Because the recording environment is static in both datasets, the temporal features extracted by the LSTM cells contain more information about temporal sequences strongly related to human activities than can be obtained using convolutional networks alone, improving the model’s cross-domain capability.

3. Data Description

In order to prove the capacity of the PCN, PRN, and PRCN using LRIR sensors, two different datasets previously mentioned in the literature [11,30,31] were used: Coventry and InfraADL. Both datasets used the same sensor, the Panasonic® Grid-EYE sensor (AMG8833), with a rate of 10 frames per second (FPS), and collected data in indoor environments with one or two people doing the same or similar activities.

3.1. InfraADL

This dataset was collected at the Bristol Robotic Lab (BRL) at the University of West England. It collected data from four sensors: three on different walls and the last on the ceiling of the room. The layout of the sensors and the experiment environment of the InfraADL dataset are shown in Figure 5a,b.
This dataset contains data for one, two, and three people performing activities simultaneously in the room. The combination of people and activities generates 21 classes to classify. However, our work only considered the data for one and two people and the activities that both datasets have in common to compare the results between them.
In InfraADL, each measurement was repeated three times, with a total of nine people engaged in the activities. Consequently, the measures involving only one person were performed by each individual three times, while the measures involving two were repeated three times for each combination of the nine people.

3.2. Coventry

The Coventry dataset was collected at the Faculty of Engineering, Environment and Computing at Coventry University. It collected data from three sensors located in three different tables in a room. The layout of the sensors and the experiment environment of the Coventry dataset are shown in Figure 5c,d.
In this case, there are a total of three people performing the activities, and it contains two sizes for the area of interest: in the small layout, sensors were equally placed 1.5 m away from the space assigned for the subject activity, while in the large layout, the distance was 2.5 m.

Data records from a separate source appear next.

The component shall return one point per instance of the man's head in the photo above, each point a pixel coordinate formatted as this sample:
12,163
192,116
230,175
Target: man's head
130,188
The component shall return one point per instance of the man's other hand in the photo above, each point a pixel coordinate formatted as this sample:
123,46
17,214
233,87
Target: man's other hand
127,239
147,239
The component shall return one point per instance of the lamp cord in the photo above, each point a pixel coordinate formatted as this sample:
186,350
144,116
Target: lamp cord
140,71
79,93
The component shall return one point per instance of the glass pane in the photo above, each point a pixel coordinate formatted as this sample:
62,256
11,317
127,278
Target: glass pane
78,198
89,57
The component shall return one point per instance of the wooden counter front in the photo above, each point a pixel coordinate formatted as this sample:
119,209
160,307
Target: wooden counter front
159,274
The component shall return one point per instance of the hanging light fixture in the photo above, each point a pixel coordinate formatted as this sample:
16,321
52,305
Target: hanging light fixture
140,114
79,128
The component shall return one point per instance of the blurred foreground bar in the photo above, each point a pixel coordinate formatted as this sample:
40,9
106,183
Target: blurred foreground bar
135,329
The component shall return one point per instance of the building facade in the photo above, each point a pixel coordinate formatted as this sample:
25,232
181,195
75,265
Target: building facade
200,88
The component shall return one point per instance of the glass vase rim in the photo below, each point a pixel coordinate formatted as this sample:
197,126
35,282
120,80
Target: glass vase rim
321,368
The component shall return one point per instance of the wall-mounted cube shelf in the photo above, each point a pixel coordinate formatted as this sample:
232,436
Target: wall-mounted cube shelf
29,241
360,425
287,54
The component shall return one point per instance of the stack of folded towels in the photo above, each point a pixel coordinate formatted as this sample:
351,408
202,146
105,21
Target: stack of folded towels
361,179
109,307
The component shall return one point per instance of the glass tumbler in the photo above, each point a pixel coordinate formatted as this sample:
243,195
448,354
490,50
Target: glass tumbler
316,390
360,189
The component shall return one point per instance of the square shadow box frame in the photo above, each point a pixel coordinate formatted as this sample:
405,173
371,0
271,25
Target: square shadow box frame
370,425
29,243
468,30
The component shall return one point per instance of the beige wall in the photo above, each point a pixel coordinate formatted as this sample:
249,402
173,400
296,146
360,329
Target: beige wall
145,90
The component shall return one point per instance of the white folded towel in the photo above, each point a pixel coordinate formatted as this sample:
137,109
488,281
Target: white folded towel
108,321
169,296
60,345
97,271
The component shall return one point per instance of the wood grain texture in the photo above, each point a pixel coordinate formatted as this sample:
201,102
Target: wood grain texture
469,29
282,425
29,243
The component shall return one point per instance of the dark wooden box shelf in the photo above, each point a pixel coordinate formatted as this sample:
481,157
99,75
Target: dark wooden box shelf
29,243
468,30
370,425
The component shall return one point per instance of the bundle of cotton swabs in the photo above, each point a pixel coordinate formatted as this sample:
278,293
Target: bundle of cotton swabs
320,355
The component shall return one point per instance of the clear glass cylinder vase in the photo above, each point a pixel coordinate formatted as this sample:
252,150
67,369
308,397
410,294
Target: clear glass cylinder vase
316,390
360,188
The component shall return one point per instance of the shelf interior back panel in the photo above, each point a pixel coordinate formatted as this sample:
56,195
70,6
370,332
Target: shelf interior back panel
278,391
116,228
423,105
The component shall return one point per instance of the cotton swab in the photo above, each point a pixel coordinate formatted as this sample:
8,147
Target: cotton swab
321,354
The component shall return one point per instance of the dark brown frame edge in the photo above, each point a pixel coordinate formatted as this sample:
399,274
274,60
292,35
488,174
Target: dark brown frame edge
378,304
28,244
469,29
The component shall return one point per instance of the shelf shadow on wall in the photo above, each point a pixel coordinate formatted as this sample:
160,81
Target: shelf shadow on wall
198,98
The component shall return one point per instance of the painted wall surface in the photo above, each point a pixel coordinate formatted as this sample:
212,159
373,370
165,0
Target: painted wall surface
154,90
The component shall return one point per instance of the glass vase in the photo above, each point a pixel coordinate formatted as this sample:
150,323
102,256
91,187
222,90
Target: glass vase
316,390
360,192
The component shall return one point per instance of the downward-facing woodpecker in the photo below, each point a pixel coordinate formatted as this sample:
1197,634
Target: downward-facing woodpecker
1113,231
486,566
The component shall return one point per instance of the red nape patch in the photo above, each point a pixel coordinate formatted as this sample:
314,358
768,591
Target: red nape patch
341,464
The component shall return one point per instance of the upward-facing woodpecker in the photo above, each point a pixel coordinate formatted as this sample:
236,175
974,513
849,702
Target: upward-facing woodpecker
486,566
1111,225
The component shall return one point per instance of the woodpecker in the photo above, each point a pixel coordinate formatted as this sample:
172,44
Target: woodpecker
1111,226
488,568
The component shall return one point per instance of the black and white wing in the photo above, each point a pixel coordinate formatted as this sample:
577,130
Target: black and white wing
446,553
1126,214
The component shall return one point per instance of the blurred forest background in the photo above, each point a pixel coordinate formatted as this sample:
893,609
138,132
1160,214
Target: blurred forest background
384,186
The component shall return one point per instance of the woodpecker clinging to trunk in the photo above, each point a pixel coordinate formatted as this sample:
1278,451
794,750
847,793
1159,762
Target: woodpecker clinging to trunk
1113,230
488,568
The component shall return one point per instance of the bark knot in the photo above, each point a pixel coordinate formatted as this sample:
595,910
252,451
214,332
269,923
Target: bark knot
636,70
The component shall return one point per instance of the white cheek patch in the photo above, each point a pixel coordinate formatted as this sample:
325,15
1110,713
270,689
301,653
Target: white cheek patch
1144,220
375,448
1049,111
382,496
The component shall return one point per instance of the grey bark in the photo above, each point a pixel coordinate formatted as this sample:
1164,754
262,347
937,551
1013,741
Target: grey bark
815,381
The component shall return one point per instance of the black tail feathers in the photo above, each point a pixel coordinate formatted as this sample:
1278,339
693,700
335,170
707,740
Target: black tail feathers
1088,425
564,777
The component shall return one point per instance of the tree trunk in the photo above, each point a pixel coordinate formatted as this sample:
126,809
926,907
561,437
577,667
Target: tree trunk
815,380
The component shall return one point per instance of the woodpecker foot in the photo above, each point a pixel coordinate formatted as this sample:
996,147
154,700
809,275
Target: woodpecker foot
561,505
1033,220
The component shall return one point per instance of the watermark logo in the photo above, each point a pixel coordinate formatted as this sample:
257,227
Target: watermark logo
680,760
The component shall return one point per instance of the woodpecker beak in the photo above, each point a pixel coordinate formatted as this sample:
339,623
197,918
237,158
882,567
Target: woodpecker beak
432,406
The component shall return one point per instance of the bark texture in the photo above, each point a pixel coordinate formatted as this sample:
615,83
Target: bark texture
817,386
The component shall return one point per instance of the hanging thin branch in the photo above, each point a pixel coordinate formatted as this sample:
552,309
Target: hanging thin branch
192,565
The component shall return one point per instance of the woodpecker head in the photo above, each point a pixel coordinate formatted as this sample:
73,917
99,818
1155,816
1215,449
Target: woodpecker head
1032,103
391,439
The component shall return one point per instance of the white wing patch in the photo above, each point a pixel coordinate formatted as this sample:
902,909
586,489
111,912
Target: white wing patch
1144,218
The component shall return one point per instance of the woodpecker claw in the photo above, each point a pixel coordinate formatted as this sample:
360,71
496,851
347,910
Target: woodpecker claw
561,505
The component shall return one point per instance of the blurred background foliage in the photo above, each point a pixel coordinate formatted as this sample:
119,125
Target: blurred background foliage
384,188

Only one person performed the activities in the small layout, but in the large layout, measurements were taken for one or two people. For our work, we did not differentiate between room sizes; the same activity corresponded to the same class.

3.3. Common Classes

To prove the cross-domain capability between the InfraADL and Coventry datasets, both had to contain the same or similar classes. Table 1 shows the correspondence between both the dataset classes. Some of the classes were simplified for the sake of comparison. For example, some classes relating to “walking” in different directions were unified. For more details, the number of samples for each class in both datasets can be consulted in Table 2.

4. Evaluation

In this work, evaluation was carried out in two ways. First, a performance comparison of the three prototypical network architectures described in Section 2 was performed, training and testing the models on the two datasets, with 75% of the data to train the model and 25% to test, using cross-validation with five iterations, and with the same number of samples per class in training to prevent overfitting.
Second, the cross-domain performance of the proposed PRCN solution was tested. For this purpose, we separated the two datasets into source and target datasets. The source dataset was the one on which the model was trained, and the target dataset was the one on which the model was validated. Both InfraADL and Coventry datasets were used as sources and targets. Since our model follows an FSL strategy, the target dataset had to have a small number of labeled samples, L = [ 8 , 16 , 32 , 64 , 128 ] . The comparison was made between the model trained directly on the target dataset using L samples and the model trained on the source dataset and subsequently retrained on the target dataset using the L samples. In this work, samples were randomly selected from the entire dataset.
In addition, fine-tuning was used for the retraining step. Fine-tuning is a technique that consists of freezing the weights of the deep layers of a model and retraining only the shallower layers, thus avoiding the overfitting that can be generated when retraining with few samples and maintaining the learning of the deep layers obtained in the training with an extensive dataset [32]. Following our previous work [4], the weights of the convolutional blocks were frozen, while the weights of the LSTM cells and the FC layer were retrained. With this in mind, we tested whether the model trained on the large dataset was more efficient than the model trained directly on the target dataset using L samples.
Table 3 shows the training parameters for the models. Following [14,15], the number of samples in both support and query sets was four, while the other parameters were obtained experimentally.

5. Results

This section shows the results of the prototype networks described in Section 2, the PCN, PRN, and PRCN models, on the datasets described in Section 3, InfraADL, and Coventry. First, each model was trained and tested on the same dataset. All sensors were tested individually and in combination with the others. Then, a second step of cross-domain recognition between datasets was evaluated using the PRCN model. The cross-domain recognition was evaluated for the data from Sensor 2 in both datasets according to Figure 5, to simplify the results. The results are given in terms of accuracy and F1 score averaged by the sensor combinations and the five cross-validation iterations. In addition, several confusion matrices are shown to provide more details of the classification performance of the prototype-based models.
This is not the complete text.